Resa dei conti nel Pd: «Con Renzi si perde, alleanze o è la fine»

Orlando (Ansa)
di Nino Bertoloni Meli
3 Minuti di Lettura
Martedì 27 Giugno 2017, 07:53
Le elezioni? «Abbiamo perso anche dove c'era il centrosinistra largo, ma occorre rilanciarlo». Parola di Andrea Orlando, leader della minoranza interna e competitor di Matteo Renzi alle primarie di due mesi fa. «C'è ormai una frattura con l'elettorato, anche dove il centrosinistra c'era si è perso ugualmente, occorre rilanciarlo». Parola di Gianni Cuperlo, ex competitor di Renzi alle primarie della volta scorsa. Nel Pd maretta c'era prima del voto e tempesta c'è adesso.

IL CLIMA
Il clima è da resa dei conti interna, l'ennesima, con la direzione convocata per il 10 di luglio. L'altra minoranza, quella di Michele Emiliano, festeggia, visto che in Puglia il Pd ha riportato alcune delle vittorie più significative, non in grado di raddrizzare l'esito generale, ma almeno da esibire: si tratta di Lecce, riconquistata dopo 25 anni, e di Taranto, più altri comuni meno importanti. «Serve una nuova coalizione, da soli non si va da nessuna parte», sottolinea Francesco Boccia, emilianeo, allineandosi al refrain delle altre minoranze. E il Guardasigilli propone di «convocare un tavolo del centrosinistra» per discutere programmi, alleanze e leader.

Si scrive coalizione, si legge archiviare Renzi. Passa per il cosiddetto rilancio del centrosinistra, passa per la riproposizione di alleanze di centrosinistra, nuovi Ulivi o rinnovate Unioni, la via per tentare di sbarrare la strada a Renzi candidato premier, quando sarà. «Con lui si perde», il leit motiv delle minoranze, anche se dalle urne non è emerso alcun modello, linea, prospettiva alternativi e vincenti. E' lo stesso copione dei tempi di Veltroni, quando si imputò all'allora leader del Pd la sconfitta elettorale puntando il dito sulla vocazione maggioritaria che era diventata sinonimo di autosufficienza perdente, un'accusa per archiviare Veltroni e spianare la strada a Pier Luigi Bersani.

LE POSIZIONI
«Le primarie di coalizione non sono strettamente necessarie, il candidato premier lo sceglieremo al momento opportuno», assicura Orlando, come a dire che per Renzi la strada rimane impervia. C'è poi una sorta di terza via alla coalizione teorizzata da Roberto Morassut, che dà voce ai dubbi che serpeggiano anche tra i veltronianisecondo il quale «la vocazione maggioritaria del Pd si è esaurita, così come il centrosinistra conosciuto finora, occorre lavorare a una terza fase del medesimo aprendosi a un soggetto più largo con spiccati caratteri civici». Il pendolo del Pd torna a oscillare allo stesso modo: o vocazione maggioritaria, soprattutto se si andrà a votare con il proporzionale, o alleanze e ancora alleanze sperando di riconquistare spezzoni di elettorato.

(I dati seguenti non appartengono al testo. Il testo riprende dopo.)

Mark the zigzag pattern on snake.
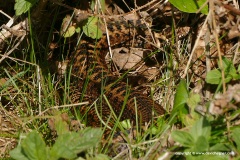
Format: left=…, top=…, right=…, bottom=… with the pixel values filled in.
left=69, top=19, right=165, bottom=127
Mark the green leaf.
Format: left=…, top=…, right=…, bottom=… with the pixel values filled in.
left=224, top=75, right=233, bottom=83
left=170, top=80, right=189, bottom=125
left=54, top=115, right=69, bottom=136
left=237, top=64, right=240, bottom=73
left=171, top=80, right=189, bottom=122
left=223, top=61, right=235, bottom=78
left=173, top=80, right=189, bottom=110
left=206, top=69, right=221, bottom=84
left=171, top=130, right=194, bottom=147
left=91, top=154, right=110, bottom=160
left=186, top=92, right=201, bottom=125
left=222, top=57, right=240, bottom=80
left=190, top=117, right=211, bottom=142
left=192, top=136, right=209, bottom=152
left=210, top=143, right=232, bottom=151
left=10, top=145, right=29, bottom=160
left=187, top=93, right=201, bottom=109
left=50, top=128, right=102, bottom=159
left=222, top=57, right=236, bottom=73
left=83, top=17, right=102, bottom=39
left=21, top=130, right=47, bottom=160
left=186, top=154, right=228, bottom=160
left=207, top=57, right=240, bottom=84
left=169, top=0, right=208, bottom=15
left=75, top=27, right=81, bottom=33
left=232, top=128, right=240, bottom=151
left=62, top=26, right=76, bottom=38
left=50, top=133, right=78, bottom=160
left=14, top=0, right=37, bottom=16
left=60, top=15, right=75, bottom=37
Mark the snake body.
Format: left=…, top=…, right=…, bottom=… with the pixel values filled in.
left=69, top=19, right=164, bottom=126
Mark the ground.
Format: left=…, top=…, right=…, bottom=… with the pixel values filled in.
left=0, top=0, right=240, bottom=159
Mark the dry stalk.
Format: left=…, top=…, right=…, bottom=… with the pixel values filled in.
left=182, top=13, right=210, bottom=78
left=50, top=0, right=160, bottom=19
left=209, top=0, right=226, bottom=93
left=0, top=32, right=26, bottom=63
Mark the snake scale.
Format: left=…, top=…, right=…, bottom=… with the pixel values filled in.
left=68, top=18, right=165, bottom=127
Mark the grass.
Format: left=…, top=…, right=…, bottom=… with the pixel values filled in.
left=0, top=30, right=170, bottom=158
left=0, top=57, right=168, bottom=159
left=1, top=0, right=240, bottom=159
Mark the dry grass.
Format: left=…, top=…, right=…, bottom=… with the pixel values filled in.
left=0, top=0, right=240, bottom=159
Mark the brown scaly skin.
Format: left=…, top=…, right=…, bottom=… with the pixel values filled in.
left=69, top=19, right=165, bottom=127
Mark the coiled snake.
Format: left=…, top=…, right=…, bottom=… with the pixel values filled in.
left=68, top=17, right=165, bottom=127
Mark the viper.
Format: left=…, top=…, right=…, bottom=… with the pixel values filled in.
left=66, top=13, right=165, bottom=127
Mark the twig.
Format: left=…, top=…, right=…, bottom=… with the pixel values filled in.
left=0, top=53, right=36, bottom=66
left=39, top=102, right=89, bottom=116
left=0, top=10, right=16, bottom=27
left=0, top=10, right=12, bottom=20
left=0, top=33, right=26, bottom=63
left=210, top=0, right=226, bottom=93
left=50, top=0, right=160, bottom=19
left=182, top=13, right=210, bottom=78
left=0, top=19, right=27, bottom=44
left=205, top=19, right=211, bottom=99
left=214, top=0, right=240, bottom=16
left=97, top=0, right=113, bottom=59
left=20, top=102, right=89, bottom=125
left=1, top=24, right=26, bottom=37
left=37, top=66, right=42, bottom=115
left=233, top=41, right=240, bottom=64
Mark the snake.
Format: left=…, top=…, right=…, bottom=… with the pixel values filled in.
left=67, top=16, right=165, bottom=127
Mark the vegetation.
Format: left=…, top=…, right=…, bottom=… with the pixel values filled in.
left=0, top=0, right=240, bottom=159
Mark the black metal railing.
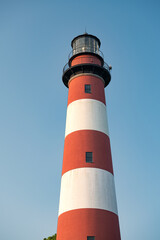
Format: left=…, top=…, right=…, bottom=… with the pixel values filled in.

Qui la ferita brucia da far male: in Emilia il Pd ha perso cinque ballottaggi su cinque, in Toscana ha salvato Lucca ma perso Pistoia e Carrara, «e il nostro elettorato non è andato a destra, ma davanti a divisioni e lotte interne si è rifugiato nell'astensione», incalza Orlando. Se questa della premiership è la partita, si spiega l'accanimento polemico con il quale la maggioranza dem, renziani e non, si è spesa per smontare la tesi coalizionista. «Volete l'Unione? Ecco la foto di gruppo», ha twittato Matteo Orfini rilanciando una riunione storica, quella dei 35 (trentacinque) leader e leaderini che dovevano sostenere Prodi. «E' vero, non parliamo a pezzi di società, agli esclusi, ma non lo facciamo mettendo assieme pezzi di ceto politico», incalzano i renziani. «Riaprire una discussione a base di formulette politiciste è superficiale e fuorviante», rintuzza a sua volta Matteo Ricci, responsabile enti locali.